Hep birlikte meclisi terk edelim. AKP, MHP baş başa kalsın. Meclisi sokağa taşımaktan bahsediyorum. Böyle bir ortamda yönetebilirler mi? Evet, utanmaları yok. Devam edebilirler. Ama meşruiyet sorunu yaratır. Biz parlamentercilik oynamayalım artık. CHP'sinden İyi Partisi'ne tüm muhalefet meclisi terk etmeli.

Şimdi meclisin yeniden toplanmasını istiyoruz.

Toplanmasına karşı mısın?

Hayır değilim ama seslendiğimiz insanlar zerre vicdan kırıntısı taşımıyor. Taşısalar açlık, yoksulluk nedeniyle intihar eden anneler ve babalardan utanırlar.

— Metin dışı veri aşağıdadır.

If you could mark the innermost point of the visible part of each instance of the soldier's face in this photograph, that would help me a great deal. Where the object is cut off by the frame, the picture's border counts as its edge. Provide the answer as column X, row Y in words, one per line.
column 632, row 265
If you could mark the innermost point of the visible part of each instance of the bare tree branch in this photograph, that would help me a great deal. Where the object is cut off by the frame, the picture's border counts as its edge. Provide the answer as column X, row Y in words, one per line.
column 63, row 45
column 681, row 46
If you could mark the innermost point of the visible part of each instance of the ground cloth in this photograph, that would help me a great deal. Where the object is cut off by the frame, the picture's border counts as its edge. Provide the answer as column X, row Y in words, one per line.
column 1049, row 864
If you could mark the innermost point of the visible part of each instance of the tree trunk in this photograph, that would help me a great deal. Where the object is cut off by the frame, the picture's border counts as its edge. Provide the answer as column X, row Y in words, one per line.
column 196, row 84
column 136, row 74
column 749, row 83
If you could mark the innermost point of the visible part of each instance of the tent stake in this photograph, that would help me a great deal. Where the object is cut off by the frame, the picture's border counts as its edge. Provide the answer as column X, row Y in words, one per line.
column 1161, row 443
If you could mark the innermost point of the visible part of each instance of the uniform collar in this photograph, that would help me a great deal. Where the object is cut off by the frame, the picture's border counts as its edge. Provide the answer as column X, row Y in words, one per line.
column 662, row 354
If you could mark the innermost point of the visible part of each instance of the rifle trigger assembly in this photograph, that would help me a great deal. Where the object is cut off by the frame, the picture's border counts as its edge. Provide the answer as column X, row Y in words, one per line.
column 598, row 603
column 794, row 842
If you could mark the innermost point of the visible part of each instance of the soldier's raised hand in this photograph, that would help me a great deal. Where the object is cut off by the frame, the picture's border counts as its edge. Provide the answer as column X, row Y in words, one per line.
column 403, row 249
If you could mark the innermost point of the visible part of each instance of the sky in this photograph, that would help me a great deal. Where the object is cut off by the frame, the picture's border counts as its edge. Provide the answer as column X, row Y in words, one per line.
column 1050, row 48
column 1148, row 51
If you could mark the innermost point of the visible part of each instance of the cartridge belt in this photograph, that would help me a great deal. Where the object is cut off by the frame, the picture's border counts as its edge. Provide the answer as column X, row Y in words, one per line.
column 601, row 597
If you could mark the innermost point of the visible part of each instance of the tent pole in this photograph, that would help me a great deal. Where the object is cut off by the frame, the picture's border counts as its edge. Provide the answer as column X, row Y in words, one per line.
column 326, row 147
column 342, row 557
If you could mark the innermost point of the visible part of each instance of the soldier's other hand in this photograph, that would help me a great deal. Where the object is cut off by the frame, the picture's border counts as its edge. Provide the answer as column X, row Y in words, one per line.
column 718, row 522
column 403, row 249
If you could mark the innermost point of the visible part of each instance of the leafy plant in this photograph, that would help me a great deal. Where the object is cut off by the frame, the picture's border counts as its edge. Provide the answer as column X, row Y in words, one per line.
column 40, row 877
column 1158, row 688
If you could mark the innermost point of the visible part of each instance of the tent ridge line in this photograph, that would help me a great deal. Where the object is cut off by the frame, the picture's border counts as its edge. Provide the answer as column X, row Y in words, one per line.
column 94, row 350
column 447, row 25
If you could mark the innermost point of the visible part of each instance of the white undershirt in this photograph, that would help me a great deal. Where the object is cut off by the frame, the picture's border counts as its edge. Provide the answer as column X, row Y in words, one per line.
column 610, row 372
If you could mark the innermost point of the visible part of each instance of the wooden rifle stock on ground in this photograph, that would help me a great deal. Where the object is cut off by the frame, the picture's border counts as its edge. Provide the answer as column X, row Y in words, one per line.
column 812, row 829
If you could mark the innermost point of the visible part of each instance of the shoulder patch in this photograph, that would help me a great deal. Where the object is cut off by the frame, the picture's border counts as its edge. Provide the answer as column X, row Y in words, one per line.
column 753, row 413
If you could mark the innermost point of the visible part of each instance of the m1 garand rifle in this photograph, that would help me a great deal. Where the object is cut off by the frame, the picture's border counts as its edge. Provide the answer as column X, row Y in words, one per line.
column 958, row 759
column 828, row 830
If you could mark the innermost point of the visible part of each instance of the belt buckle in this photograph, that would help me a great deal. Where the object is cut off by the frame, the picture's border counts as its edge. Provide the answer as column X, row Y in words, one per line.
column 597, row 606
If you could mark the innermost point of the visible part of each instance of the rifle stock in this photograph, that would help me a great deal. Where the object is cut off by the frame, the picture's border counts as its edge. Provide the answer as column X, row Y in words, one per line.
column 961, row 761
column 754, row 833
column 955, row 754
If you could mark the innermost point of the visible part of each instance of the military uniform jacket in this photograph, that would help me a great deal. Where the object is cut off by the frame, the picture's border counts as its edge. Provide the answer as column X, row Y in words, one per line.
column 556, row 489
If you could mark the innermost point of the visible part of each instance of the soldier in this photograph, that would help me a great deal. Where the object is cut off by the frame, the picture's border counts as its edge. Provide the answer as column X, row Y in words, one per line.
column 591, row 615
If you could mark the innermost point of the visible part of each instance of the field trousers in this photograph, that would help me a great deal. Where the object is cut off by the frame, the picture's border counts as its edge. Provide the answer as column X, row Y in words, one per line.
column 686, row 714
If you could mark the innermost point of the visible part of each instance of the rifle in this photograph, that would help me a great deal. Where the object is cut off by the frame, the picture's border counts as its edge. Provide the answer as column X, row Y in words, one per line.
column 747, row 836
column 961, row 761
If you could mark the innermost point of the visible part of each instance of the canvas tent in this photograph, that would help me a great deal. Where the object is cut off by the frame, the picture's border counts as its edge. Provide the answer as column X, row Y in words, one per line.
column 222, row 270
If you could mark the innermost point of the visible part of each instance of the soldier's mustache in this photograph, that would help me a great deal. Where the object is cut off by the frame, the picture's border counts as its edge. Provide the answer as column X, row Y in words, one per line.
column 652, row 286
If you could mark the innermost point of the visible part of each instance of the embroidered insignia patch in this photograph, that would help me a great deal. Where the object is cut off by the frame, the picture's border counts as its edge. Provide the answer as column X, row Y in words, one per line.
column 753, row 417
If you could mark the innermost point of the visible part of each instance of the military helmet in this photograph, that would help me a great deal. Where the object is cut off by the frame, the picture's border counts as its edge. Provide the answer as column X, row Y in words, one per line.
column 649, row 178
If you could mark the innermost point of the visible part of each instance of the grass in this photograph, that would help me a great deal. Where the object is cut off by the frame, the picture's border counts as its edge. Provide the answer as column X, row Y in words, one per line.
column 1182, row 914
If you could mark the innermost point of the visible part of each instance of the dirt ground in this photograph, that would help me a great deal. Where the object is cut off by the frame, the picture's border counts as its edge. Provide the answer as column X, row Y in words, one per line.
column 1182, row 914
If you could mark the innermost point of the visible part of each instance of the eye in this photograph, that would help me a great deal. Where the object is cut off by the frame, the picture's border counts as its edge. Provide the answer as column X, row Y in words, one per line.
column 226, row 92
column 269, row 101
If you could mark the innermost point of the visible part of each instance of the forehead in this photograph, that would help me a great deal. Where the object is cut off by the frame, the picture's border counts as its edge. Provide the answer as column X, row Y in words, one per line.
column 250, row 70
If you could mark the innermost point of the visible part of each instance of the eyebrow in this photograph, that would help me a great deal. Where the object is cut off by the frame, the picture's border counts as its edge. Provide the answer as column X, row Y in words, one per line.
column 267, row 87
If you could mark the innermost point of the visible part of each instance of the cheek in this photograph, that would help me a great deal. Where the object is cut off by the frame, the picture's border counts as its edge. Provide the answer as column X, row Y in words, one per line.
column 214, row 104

Yeniden görüşülmesinin bir faydası yok mu?

Ben görüşülmesin demiyorum. Ama sonuç almayacağız. Çünkü karşımıza AYM kararına uymayacağını belirten biri var.

Kürsü hakkını kullanan vekile saldıranlara sahip çıkan bir cumhurbaşkanı var. Neyi tartışıyoruz? Türkiye’nin ihtiyacı, bir an önce seçime gitmek.